Designing care plans, Shustak noted, particularly when the relative being cared for has declining cognitive features, can get complicated — which is the reason for something like power of attorney, so that caregivers can directly manage finances for the care more easily.

“That is not the kind of thing most people are walking around thinking about until they need it — and it is not something that the average consumer can reliably do for themselves.”

What they need, he said, is an elder care attorney who specializes in that care.

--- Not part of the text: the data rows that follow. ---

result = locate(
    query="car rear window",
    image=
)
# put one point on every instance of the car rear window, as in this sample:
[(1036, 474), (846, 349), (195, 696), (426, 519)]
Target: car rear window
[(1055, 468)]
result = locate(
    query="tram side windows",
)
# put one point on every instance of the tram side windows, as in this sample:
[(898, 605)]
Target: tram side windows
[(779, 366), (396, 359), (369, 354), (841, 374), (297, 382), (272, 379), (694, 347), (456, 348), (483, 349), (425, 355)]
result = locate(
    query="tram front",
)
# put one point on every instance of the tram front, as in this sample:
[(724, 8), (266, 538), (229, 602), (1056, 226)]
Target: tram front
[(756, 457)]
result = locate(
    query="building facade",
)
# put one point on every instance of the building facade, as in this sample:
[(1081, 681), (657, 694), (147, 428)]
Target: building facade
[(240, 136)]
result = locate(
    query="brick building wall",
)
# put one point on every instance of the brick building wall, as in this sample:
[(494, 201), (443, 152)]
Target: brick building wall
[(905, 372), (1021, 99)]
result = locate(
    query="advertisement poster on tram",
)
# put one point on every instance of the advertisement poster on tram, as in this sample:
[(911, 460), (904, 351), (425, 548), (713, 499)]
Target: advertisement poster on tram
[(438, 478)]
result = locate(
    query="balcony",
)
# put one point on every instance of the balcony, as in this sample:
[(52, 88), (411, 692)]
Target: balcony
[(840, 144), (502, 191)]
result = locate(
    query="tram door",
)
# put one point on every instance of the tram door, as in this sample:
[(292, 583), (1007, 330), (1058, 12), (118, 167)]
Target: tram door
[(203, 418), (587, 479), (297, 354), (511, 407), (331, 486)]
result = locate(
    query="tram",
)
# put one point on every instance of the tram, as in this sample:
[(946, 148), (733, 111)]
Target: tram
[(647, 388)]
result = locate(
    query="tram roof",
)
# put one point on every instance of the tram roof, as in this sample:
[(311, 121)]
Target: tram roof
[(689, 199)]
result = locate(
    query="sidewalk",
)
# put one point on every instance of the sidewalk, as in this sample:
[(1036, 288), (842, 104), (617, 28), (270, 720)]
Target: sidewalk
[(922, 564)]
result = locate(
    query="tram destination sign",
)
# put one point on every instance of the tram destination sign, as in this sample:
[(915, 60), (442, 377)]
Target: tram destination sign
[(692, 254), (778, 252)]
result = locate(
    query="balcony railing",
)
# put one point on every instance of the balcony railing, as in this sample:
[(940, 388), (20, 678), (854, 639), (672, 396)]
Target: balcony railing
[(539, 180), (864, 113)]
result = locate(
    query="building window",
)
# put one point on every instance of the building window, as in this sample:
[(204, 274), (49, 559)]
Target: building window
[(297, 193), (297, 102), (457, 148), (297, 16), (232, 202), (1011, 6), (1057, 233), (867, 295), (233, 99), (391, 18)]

But again, that is not an easy thing to hire for someone you care about, particularly at a distance. The same is true when one is looking for in-house medical care, or around-the-clock private care, or even something as simple as a cleaning service. Elder abuse and elder fraud are both endemic problems, and the consequences of hiring the wrong “expert” can often be catastrophic.

Karen.care provides direct access to experts they’ve already vetted to make sure they are suitable platform partners — and leaves those professionals’ profiles open with reviews for potential customers to see.

“The way this will work, for the user, they will have the opportunity to directly message and ask as many preliminary questions as they need before engaging a service. It is a way for families and experts to build a relationship before a formal transaction.”

As for how payments will move around the marketplace? Shustak told Webster that, as the service is still in beta, it is a question they are still working through.

A subscription model for consumers makes some sense, particularly as the platform becomes a more robust care management tool. Conversely, charging the transaction on the platform also has a certain performance-based appeal.

That decision, he told Webster, will be informed by how well, coming out of beta, they are able to build toward their larger goal of being the trusted arbiter in this space — and the natural starting point for anyone who is trying to figure out the first few steps on an elder care journey.

“In the past,” Shustak told Webster, “this question about elder care and managing it has been mostly medical. We are saying there is more opportunity than that, and that by being more commercial and offering a better marketplace to access service, we can really improve quality of life and care all around. And not just for older patients, but also for the people who are providing care.”